On the Alaskan North Slope, the presence of climate change is incontrovertible. Already, residents’ lives have changed drastically. In an interview with subsistence hunters and fishers, Jerry McBeath and Carl Shepro uncovered the magnitude of these changes. With the retreat of sea ice, the mid-August whaling season becomes much more dangerous; ice that was close to shore in the 1970’s now lies more than 300 miles away, increasing wave choppiness and wind intensity to levels that can easily capsize working boats. Algae in the now-warmer water gets caught in fishing nets, sometimes ruining the day’s catch or destroying equipment. Increased erosion dumps sediments into rivers and creeks, making them shallower and less habitable for native fish, harming the livelihood of natives who depend on these fish (McBeath 2007). Problems will only continue to increase as global climate change worsens, threatening the job security and livelihoods of many thousands of people.

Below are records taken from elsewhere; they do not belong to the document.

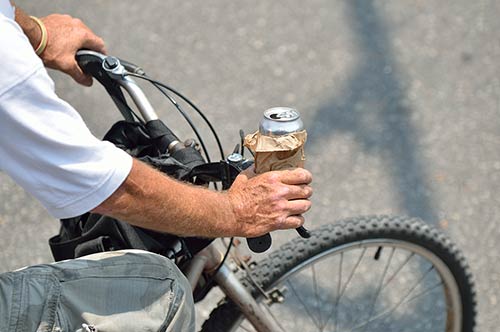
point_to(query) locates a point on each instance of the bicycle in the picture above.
(383, 273)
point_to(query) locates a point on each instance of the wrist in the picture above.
(42, 44)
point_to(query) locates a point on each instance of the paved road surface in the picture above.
(401, 99)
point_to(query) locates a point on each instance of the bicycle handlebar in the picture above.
(112, 72)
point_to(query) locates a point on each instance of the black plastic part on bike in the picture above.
(161, 135)
(260, 244)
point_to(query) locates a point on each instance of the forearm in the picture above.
(152, 200)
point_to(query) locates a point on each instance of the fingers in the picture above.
(297, 192)
(94, 43)
(78, 75)
(67, 35)
(298, 207)
(295, 176)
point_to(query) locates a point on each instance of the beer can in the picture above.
(279, 121)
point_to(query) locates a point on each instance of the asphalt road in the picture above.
(400, 99)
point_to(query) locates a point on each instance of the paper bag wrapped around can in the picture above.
(277, 152)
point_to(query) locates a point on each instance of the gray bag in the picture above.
(129, 290)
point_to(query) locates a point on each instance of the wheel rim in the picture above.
(422, 261)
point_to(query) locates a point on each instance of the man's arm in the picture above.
(66, 35)
(253, 206)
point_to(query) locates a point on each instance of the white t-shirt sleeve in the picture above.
(44, 144)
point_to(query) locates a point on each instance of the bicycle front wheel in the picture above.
(374, 274)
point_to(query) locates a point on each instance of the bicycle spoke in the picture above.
(268, 309)
(402, 301)
(303, 304)
(335, 309)
(315, 284)
(339, 284)
(389, 280)
(379, 289)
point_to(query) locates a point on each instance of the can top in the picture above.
(282, 114)
(279, 121)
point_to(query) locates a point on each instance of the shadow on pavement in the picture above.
(375, 109)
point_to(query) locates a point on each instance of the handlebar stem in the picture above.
(139, 98)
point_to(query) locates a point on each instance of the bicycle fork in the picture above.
(231, 286)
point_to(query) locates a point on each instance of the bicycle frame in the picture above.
(210, 258)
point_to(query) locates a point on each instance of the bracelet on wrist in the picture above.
(43, 41)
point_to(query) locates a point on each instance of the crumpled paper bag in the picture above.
(277, 152)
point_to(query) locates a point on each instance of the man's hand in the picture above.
(66, 35)
(270, 201)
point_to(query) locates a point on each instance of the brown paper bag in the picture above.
(277, 152)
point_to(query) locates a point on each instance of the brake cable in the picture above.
(189, 102)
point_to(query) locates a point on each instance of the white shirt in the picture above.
(44, 144)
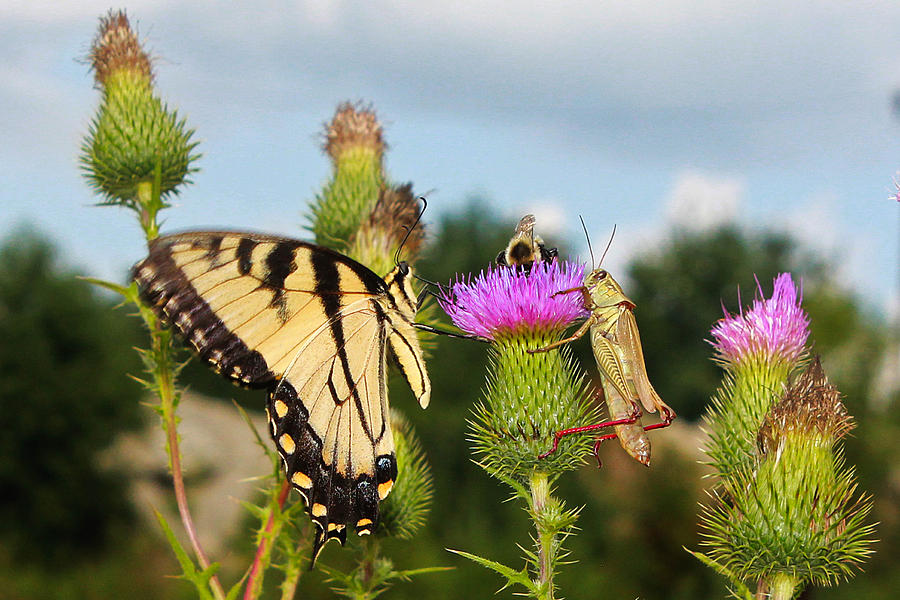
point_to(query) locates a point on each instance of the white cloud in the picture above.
(699, 201)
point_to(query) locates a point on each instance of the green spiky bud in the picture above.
(528, 396)
(796, 517)
(404, 512)
(134, 140)
(354, 142)
(527, 399)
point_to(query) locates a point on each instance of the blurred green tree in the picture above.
(64, 396)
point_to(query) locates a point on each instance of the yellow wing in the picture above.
(313, 327)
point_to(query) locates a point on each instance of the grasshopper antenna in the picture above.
(409, 230)
(588, 238)
(608, 244)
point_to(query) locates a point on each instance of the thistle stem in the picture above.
(166, 387)
(264, 550)
(782, 586)
(540, 494)
(148, 205)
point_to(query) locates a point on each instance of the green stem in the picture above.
(264, 550)
(782, 586)
(164, 371)
(540, 495)
(165, 385)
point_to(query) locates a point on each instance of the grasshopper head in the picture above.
(605, 290)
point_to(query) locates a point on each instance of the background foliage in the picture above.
(64, 397)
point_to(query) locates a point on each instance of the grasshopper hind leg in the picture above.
(585, 428)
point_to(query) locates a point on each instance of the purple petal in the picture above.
(775, 327)
(505, 300)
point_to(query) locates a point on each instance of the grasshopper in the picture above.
(617, 349)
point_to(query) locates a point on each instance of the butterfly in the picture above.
(312, 327)
(525, 248)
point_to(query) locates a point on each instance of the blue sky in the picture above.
(642, 114)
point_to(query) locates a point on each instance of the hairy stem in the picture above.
(540, 494)
(165, 385)
(264, 550)
(782, 586)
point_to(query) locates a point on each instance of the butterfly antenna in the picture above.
(608, 244)
(588, 238)
(409, 230)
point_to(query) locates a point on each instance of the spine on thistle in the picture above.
(134, 141)
(787, 514)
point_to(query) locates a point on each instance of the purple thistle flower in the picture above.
(505, 300)
(776, 327)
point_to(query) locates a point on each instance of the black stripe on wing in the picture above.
(165, 288)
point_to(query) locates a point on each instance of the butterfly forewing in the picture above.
(312, 326)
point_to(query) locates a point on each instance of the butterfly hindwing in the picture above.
(313, 327)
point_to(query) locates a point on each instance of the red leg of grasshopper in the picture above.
(667, 416)
(564, 432)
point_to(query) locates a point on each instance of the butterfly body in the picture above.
(312, 327)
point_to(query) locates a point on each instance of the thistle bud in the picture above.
(134, 140)
(796, 517)
(354, 141)
(811, 408)
(528, 397)
(392, 222)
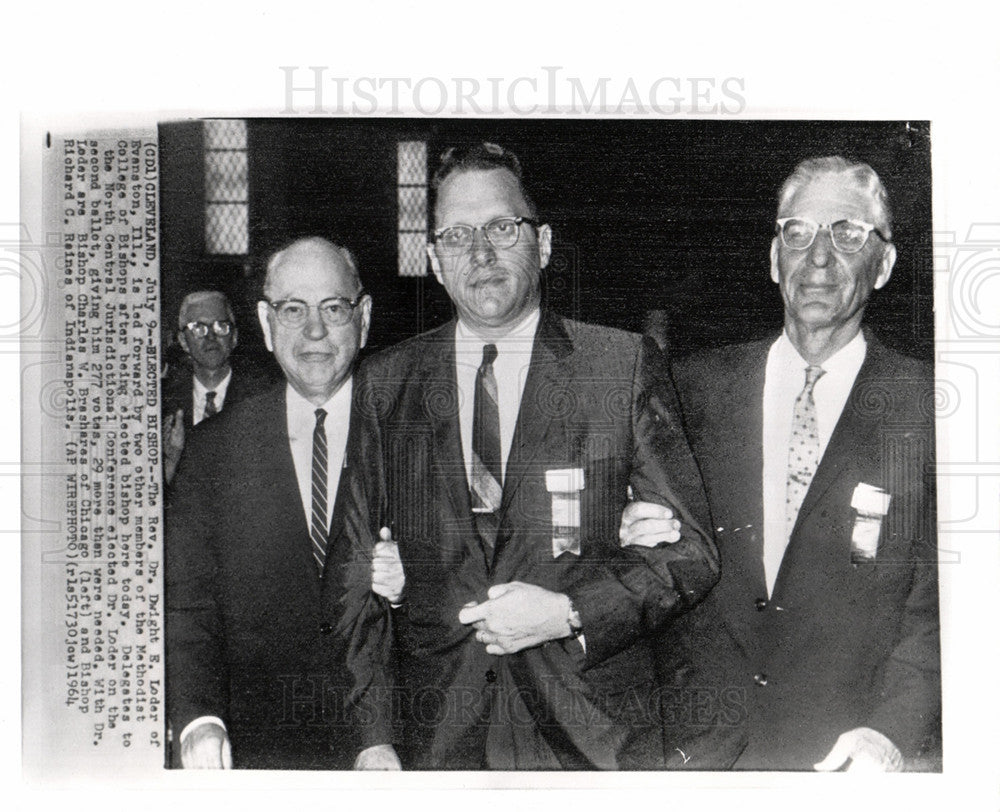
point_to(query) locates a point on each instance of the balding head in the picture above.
(316, 350)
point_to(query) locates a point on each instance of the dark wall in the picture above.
(667, 216)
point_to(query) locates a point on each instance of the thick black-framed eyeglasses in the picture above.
(335, 311)
(199, 329)
(849, 236)
(503, 232)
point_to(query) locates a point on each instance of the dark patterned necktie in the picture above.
(486, 490)
(803, 447)
(318, 524)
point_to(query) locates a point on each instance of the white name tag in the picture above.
(565, 485)
(871, 504)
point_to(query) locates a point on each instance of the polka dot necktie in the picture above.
(803, 447)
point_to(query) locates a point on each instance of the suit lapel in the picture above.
(852, 437)
(548, 375)
(277, 478)
(853, 451)
(738, 450)
(439, 389)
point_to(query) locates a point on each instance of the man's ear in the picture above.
(886, 266)
(544, 245)
(435, 265)
(366, 319)
(264, 317)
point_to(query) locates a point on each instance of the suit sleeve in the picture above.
(636, 591)
(197, 680)
(366, 619)
(909, 702)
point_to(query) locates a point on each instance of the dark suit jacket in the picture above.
(596, 399)
(249, 621)
(177, 391)
(771, 684)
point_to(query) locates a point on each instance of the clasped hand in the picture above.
(517, 616)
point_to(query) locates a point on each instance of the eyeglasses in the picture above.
(500, 233)
(199, 329)
(335, 312)
(849, 236)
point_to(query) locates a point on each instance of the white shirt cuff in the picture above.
(201, 720)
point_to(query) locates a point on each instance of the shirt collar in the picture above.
(846, 360)
(200, 389)
(302, 413)
(522, 333)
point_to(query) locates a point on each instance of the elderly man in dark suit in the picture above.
(254, 674)
(819, 647)
(498, 451)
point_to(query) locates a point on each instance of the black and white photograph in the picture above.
(528, 429)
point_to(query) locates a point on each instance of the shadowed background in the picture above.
(658, 225)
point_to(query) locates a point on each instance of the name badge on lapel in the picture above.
(565, 484)
(871, 504)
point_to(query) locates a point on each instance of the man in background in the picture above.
(200, 388)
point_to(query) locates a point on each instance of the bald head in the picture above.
(314, 251)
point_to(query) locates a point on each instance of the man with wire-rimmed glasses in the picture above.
(254, 671)
(200, 388)
(496, 456)
(819, 647)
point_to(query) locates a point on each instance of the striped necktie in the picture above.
(319, 524)
(486, 490)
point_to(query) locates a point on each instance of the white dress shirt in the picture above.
(300, 419)
(784, 379)
(300, 415)
(510, 370)
(198, 399)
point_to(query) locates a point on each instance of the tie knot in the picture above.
(489, 354)
(813, 374)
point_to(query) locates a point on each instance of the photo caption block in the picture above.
(101, 555)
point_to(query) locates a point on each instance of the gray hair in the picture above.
(862, 174)
(199, 296)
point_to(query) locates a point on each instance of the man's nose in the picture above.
(483, 252)
(819, 251)
(315, 328)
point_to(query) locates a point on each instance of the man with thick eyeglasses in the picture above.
(497, 456)
(819, 647)
(255, 674)
(208, 335)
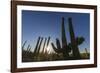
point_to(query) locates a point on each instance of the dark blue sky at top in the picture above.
(45, 24)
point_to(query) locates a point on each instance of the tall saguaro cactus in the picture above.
(75, 49)
(64, 49)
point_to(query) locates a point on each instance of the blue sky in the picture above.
(45, 24)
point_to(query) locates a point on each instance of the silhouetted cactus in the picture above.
(24, 45)
(75, 49)
(64, 48)
(39, 47)
(87, 54)
(79, 40)
(44, 45)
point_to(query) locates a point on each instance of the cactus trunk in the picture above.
(75, 49)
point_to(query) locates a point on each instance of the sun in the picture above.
(49, 49)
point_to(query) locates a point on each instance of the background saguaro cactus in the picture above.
(64, 49)
(74, 45)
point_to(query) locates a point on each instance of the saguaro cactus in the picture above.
(64, 48)
(36, 47)
(75, 49)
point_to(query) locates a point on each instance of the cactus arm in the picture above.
(55, 49)
(36, 47)
(44, 45)
(58, 44)
(48, 41)
(39, 46)
(24, 45)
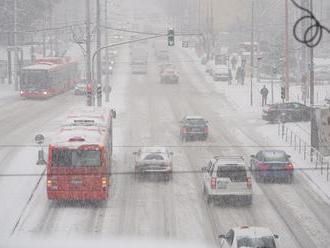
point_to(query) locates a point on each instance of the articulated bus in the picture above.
(79, 160)
(48, 77)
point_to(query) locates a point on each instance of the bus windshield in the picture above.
(34, 80)
(76, 158)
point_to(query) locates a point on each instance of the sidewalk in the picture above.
(299, 149)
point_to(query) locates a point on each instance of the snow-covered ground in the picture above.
(240, 98)
(147, 115)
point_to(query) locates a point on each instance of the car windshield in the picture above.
(276, 156)
(196, 122)
(75, 158)
(256, 242)
(154, 156)
(235, 172)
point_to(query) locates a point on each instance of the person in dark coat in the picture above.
(264, 94)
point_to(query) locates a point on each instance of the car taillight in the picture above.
(213, 183)
(249, 182)
(289, 167)
(104, 182)
(262, 167)
(49, 183)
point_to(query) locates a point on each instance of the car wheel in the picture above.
(248, 200)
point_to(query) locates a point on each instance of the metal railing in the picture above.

The negative effects described above illustrate only a small portion of the possible isues; they give a glimpse into certain regions and populations that have already seen their worlds change.  As the earth continues to warm, most populations throughout the world will be forced to notice and take action.  When climate change threatens the health and everyday life of each citizen of the world, we must commit to combat it in the most efficient and effective way possible.